Короткий пересказ истории одного камня занял у Алексея всё время перелёта до особняка Голицыных. Роль государей в этой постановке он опустил, но даже без этого и Михаилу, и Дмитрию всё стало понятно. Историю появления у него красных бриллиантов они знали с самого начала.

— Вот теперь остаётся получить назад комплект от ювелира и дождаться визита Давыдова, — закончил свой рассказ Алексей.

— Вряд ли Денис Вадимович навестит тебя сам, — покачал головой Голицын. — Он князь, а ты всего лишь граф. Вот уверен, что это он тебе приглашение пришлёт.

— То есть мне к нему ехать? — удивился Алексей.

— Обязательно, и, Лёш, поосторожней с ним. Он действительно настолько влиятельный, как о нём говорят. В открытую против него даже Государи выступать не станут, — пояснил Оболенский.

— То есть насчёт прииска они пошутили? — спросил Алексей.

— Не знаю, скорее захотели, чтобы ты поверил в реальность такого исхода. Потому что когда ты действительно во что-то веришь, Лёша, оно имеет привычку сбываться.

— А вы сейчас развеяли эту веру? — улыбнулся Алексей.

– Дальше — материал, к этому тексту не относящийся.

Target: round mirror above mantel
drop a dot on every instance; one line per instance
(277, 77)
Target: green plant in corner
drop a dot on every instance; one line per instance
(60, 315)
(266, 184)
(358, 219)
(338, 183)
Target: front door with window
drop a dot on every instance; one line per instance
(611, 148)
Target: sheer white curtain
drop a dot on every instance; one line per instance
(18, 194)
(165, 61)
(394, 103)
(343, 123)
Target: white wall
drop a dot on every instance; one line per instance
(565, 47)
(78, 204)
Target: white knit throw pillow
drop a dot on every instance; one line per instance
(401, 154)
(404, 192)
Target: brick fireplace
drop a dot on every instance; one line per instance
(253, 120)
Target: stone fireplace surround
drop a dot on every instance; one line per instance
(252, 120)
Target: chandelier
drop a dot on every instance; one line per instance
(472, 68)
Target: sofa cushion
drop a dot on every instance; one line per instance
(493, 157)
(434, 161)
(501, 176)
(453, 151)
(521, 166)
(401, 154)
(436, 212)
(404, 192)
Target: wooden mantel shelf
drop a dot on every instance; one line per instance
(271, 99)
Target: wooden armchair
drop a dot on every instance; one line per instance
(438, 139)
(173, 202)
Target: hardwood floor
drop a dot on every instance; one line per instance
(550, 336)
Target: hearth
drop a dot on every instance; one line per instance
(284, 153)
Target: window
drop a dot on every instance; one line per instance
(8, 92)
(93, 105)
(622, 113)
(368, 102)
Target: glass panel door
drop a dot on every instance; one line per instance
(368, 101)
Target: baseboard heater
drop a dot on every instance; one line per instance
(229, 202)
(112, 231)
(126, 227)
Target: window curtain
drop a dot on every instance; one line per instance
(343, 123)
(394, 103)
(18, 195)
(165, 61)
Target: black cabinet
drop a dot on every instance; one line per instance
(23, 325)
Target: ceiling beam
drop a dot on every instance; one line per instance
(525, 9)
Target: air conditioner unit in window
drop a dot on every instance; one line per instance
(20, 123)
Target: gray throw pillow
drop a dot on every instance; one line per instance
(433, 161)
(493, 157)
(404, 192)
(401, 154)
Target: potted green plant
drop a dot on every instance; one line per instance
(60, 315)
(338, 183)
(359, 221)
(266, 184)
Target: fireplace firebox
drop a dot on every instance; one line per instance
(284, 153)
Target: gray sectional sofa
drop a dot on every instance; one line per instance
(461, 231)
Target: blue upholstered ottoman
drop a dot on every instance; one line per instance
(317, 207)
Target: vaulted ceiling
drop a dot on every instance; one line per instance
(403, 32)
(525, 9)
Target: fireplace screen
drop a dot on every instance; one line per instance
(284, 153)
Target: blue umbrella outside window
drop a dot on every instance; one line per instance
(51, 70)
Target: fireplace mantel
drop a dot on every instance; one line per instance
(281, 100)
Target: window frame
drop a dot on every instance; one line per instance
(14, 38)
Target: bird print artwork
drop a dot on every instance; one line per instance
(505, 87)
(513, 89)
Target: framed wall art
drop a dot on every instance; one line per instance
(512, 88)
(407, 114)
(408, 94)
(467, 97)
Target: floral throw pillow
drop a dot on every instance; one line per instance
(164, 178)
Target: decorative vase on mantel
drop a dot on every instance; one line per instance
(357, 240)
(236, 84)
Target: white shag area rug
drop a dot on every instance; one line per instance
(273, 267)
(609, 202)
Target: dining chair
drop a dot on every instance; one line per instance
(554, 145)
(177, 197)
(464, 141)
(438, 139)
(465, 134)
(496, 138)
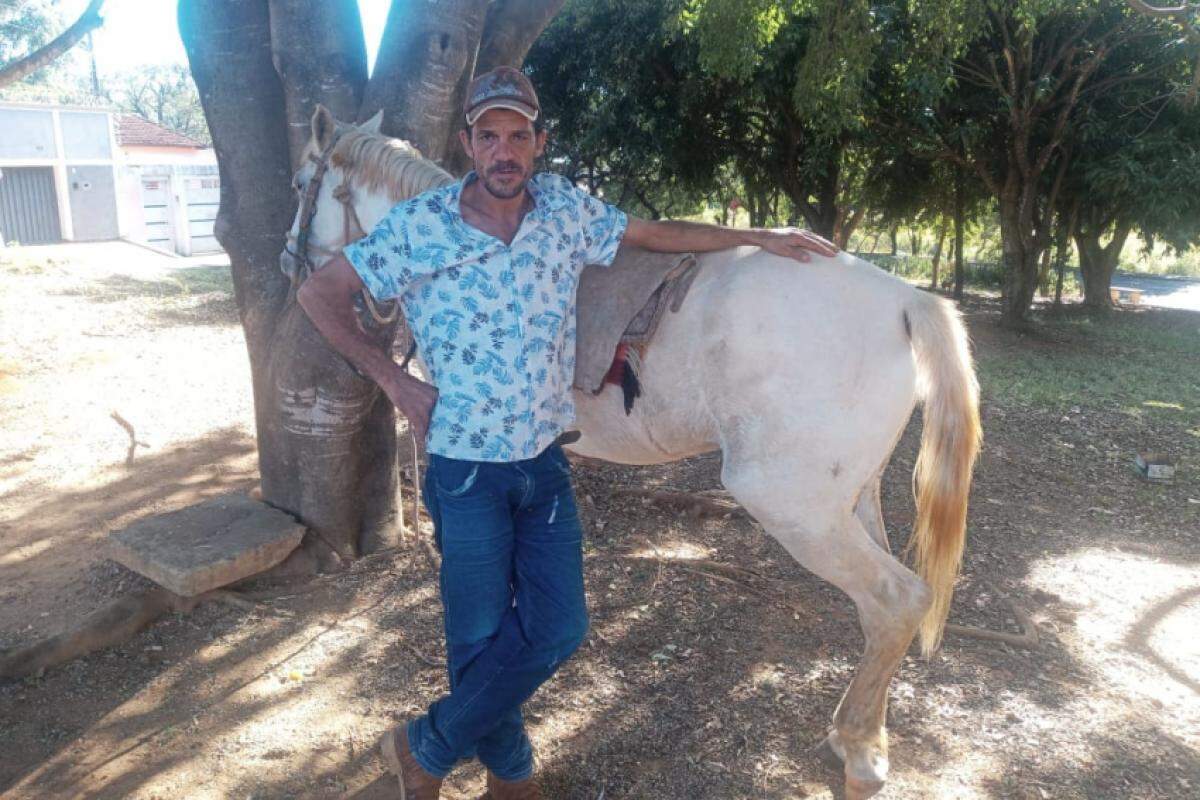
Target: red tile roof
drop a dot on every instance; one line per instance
(136, 131)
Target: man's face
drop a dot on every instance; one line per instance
(503, 146)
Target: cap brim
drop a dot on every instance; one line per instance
(523, 109)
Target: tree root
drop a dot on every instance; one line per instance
(133, 437)
(695, 505)
(107, 627)
(1027, 638)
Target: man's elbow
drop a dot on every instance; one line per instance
(306, 294)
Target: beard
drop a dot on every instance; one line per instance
(504, 180)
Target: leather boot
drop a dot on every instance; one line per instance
(498, 789)
(414, 782)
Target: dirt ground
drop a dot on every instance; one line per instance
(695, 683)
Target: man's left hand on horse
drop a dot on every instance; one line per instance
(675, 236)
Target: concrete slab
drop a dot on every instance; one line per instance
(209, 545)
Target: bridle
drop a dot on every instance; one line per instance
(298, 246)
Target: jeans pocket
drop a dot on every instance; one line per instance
(453, 477)
(558, 457)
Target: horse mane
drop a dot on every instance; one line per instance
(384, 164)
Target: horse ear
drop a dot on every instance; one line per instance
(323, 124)
(373, 124)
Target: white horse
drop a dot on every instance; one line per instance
(803, 376)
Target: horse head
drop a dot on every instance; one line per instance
(349, 176)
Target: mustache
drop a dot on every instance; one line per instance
(504, 166)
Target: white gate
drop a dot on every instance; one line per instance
(202, 198)
(156, 212)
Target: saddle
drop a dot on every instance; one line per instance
(618, 310)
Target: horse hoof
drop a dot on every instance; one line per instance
(861, 789)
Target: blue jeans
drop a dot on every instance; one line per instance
(513, 596)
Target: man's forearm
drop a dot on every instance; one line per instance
(679, 236)
(337, 322)
(675, 236)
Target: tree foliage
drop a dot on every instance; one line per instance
(161, 94)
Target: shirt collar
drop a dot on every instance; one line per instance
(545, 203)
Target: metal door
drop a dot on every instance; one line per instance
(29, 208)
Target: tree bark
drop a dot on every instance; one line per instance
(321, 56)
(937, 252)
(1020, 252)
(1066, 224)
(325, 435)
(510, 29)
(88, 22)
(1097, 263)
(421, 76)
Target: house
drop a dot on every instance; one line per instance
(89, 174)
(171, 187)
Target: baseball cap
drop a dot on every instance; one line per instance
(501, 88)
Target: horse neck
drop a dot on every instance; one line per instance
(373, 204)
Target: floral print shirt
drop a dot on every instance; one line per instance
(493, 323)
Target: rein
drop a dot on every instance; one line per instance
(352, 232)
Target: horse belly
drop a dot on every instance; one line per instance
(810, 362)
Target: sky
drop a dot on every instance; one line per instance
(141, 32)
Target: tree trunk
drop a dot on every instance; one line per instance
(1066, 224)
(1044, 274)
(421, 76)
(1097, 264)
(325, 435)
(1021, 245)
(847, 226)
(321, 56)
(937, 252)
(1020, 264)
(959, 224)
(510, 29)
(88, 22)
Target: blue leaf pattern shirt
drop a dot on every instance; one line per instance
(493, 323)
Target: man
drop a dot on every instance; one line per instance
(486, 271)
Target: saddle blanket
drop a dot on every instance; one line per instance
(622, 305)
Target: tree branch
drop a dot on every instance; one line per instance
(426, 59)
(88, 22)
(510, 29)
(321, 56)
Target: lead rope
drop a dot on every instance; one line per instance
(349, 224)
(417, 468)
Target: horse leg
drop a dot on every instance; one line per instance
(870, 512)
(833, 543)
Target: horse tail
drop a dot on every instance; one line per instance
(949, 443)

— Мы предупредили, — хмыкнул Михаил. — Лёш, у Государей один резон, а у меня — другой. Зная твой характер, готов поспорить, что ты сцепишься с Давыдовым. Вы расстанетесь недовольные друг другом, и твое недовольство будет медленно, но верно тянуть его ко дну, что очень на руку Государям. А я же просто за тебя волнуюсь, потому что не хочу потерять.

— Миш, ты чего? — нахмурился Алексей.

— Прости, Лёша, но как бы ты ни старался, в момент злости и раздражения с тебя по-прежнему слетает всё воспитание вместе с культурой речи, и ты начинаешь изъясняться, как пьяный гусар. А князь Давыдов такого не потерпит. Даже малейшее непочтение в голосе он может посчитать за оскорбление и вызвать тебя на дуэль. А он — прекрасный стрелок и жалеть тебя, как штабс капитан, не будет.

— Я что, похож на вспыльчивого скандалиста?

— Нет, просто отношение к людям у тебя какое-то перевёрнутое. Там, где надо показать характер, ты молчишь, зато там, где стоит выказать почтение, начинаешь дерзить. Избаловали тебя Государи своим отношением. Поэтому и прошу тебя: будь с Давыдовым вежливым.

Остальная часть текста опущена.